The monitoring probes can be deployed in different points of the system. Let’s consider a single hardware entity that is controlled by a hypervisor that manages the virtual machines. A first approach consists of installing the monitoring solution (MMT) in the host system (hypervisor) that operates and administers the virtual machines (see Figure 1), in this way providing a global view of the whole system. This approach requires less processing power and memory to perform the monitoring operations, since the protection enforcement is located in a central point. In this way, network connections between the host and the virtual machines can be easily tracked allowing early detection of any security and performance issue. The main problem of this approach resides in the minimum visibility that the host machine has inside the virtual machines, not being able to access to key parameters such as the internal state, the intercommunication between virtual machines, or the memory content.

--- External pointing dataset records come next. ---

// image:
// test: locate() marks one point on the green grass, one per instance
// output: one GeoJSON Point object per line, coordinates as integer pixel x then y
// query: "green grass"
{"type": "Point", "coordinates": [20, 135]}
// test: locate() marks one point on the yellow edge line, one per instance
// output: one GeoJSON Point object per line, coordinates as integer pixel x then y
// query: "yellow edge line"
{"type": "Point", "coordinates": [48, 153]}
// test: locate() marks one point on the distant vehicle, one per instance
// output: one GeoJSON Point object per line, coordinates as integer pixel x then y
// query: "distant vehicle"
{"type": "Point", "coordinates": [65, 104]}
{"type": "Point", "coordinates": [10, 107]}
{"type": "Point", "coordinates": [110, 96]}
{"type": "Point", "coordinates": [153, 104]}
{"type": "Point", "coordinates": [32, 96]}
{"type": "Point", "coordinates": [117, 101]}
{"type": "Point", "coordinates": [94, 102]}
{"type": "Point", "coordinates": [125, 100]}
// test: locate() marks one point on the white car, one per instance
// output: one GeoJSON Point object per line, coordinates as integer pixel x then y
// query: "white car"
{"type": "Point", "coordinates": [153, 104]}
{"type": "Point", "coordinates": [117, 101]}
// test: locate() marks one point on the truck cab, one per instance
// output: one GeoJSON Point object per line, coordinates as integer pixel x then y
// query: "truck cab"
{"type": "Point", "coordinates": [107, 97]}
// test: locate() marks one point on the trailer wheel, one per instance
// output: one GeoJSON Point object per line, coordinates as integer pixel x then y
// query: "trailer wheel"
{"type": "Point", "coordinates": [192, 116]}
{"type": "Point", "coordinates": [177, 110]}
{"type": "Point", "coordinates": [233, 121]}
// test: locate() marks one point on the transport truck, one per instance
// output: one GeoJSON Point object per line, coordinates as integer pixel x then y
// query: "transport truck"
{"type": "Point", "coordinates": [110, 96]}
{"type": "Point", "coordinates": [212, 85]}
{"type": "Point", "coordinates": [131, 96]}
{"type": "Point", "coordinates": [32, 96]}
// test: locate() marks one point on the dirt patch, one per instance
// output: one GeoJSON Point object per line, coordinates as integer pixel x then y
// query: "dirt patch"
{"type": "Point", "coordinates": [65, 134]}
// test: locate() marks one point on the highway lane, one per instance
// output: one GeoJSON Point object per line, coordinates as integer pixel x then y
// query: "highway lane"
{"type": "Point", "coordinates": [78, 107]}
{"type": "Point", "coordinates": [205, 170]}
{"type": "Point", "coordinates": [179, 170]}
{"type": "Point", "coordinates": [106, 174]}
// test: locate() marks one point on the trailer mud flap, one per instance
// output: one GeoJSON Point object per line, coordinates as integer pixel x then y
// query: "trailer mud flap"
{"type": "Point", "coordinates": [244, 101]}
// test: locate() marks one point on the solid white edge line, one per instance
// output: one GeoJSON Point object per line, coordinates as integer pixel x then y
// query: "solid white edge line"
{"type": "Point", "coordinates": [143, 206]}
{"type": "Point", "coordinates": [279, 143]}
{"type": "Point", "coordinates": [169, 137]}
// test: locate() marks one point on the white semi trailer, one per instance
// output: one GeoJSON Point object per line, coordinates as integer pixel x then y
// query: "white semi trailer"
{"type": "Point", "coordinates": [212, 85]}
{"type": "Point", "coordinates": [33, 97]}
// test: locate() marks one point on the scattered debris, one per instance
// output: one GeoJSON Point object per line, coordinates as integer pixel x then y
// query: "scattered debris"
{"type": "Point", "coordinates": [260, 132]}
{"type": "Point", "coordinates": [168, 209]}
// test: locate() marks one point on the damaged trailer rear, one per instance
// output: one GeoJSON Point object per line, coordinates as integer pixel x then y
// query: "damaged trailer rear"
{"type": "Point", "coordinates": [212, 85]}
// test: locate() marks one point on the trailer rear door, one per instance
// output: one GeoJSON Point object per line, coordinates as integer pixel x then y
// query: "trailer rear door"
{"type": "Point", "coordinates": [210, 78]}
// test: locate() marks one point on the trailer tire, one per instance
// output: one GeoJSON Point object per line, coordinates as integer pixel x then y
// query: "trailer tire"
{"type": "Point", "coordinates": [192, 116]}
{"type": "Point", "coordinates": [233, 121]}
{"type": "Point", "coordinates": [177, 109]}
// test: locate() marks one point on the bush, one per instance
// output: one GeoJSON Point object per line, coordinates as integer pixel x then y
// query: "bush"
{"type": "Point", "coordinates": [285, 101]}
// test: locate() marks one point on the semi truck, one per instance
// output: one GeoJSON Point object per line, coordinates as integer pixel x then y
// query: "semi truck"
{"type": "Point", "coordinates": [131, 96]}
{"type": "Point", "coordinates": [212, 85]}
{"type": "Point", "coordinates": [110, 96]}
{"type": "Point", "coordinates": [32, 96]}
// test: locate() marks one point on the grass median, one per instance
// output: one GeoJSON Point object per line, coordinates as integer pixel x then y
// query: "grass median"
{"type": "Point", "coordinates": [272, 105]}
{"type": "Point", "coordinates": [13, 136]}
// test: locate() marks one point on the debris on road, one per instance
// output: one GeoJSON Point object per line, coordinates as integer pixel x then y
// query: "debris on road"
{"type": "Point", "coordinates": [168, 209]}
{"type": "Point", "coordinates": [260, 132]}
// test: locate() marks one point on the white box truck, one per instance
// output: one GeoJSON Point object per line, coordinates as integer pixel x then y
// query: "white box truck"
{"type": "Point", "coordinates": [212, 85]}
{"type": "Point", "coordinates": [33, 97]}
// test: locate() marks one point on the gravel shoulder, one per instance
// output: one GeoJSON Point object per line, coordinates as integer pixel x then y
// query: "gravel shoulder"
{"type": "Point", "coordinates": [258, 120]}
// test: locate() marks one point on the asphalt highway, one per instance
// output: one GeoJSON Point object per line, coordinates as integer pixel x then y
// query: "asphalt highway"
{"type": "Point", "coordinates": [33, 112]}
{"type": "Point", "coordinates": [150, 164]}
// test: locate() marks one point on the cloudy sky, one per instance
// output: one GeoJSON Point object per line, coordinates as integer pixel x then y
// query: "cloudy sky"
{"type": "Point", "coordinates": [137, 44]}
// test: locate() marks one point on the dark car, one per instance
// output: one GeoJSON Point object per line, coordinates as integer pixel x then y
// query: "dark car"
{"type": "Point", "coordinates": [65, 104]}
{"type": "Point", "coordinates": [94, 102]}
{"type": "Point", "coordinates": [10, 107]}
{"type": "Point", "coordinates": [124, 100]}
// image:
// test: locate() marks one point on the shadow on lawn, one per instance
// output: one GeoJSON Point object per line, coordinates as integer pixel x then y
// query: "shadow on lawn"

Figure 1. Network-based protection
Monitoring probes can also be located in a single privileged virtual machine that is responsible for inspection and monitoring of the rest (see Figure 2). This approach is called Virtual Machine Introspection (VMI) and offers good performance since the monitoring function is co-located on the same machine as the host it is monitoring and leverages a virtual machine monitor to isolate it from the monitored host . In this way, the monitoring probes analyses the activity of the host through direct observation of the hardware state and thanks to inferences on software state based on a priori knowledge of software structure. VMI allows the monitoring function to maintain high levels of visibility, evasion resistance (even if host is compromised), and attack resistance (isolation), and even enables the manipulation of the state of virtual machines. Unfortunately, VMI based monitoring software is highly dependent on the particular deployment and requires privileged access that cloud providers need to authorize.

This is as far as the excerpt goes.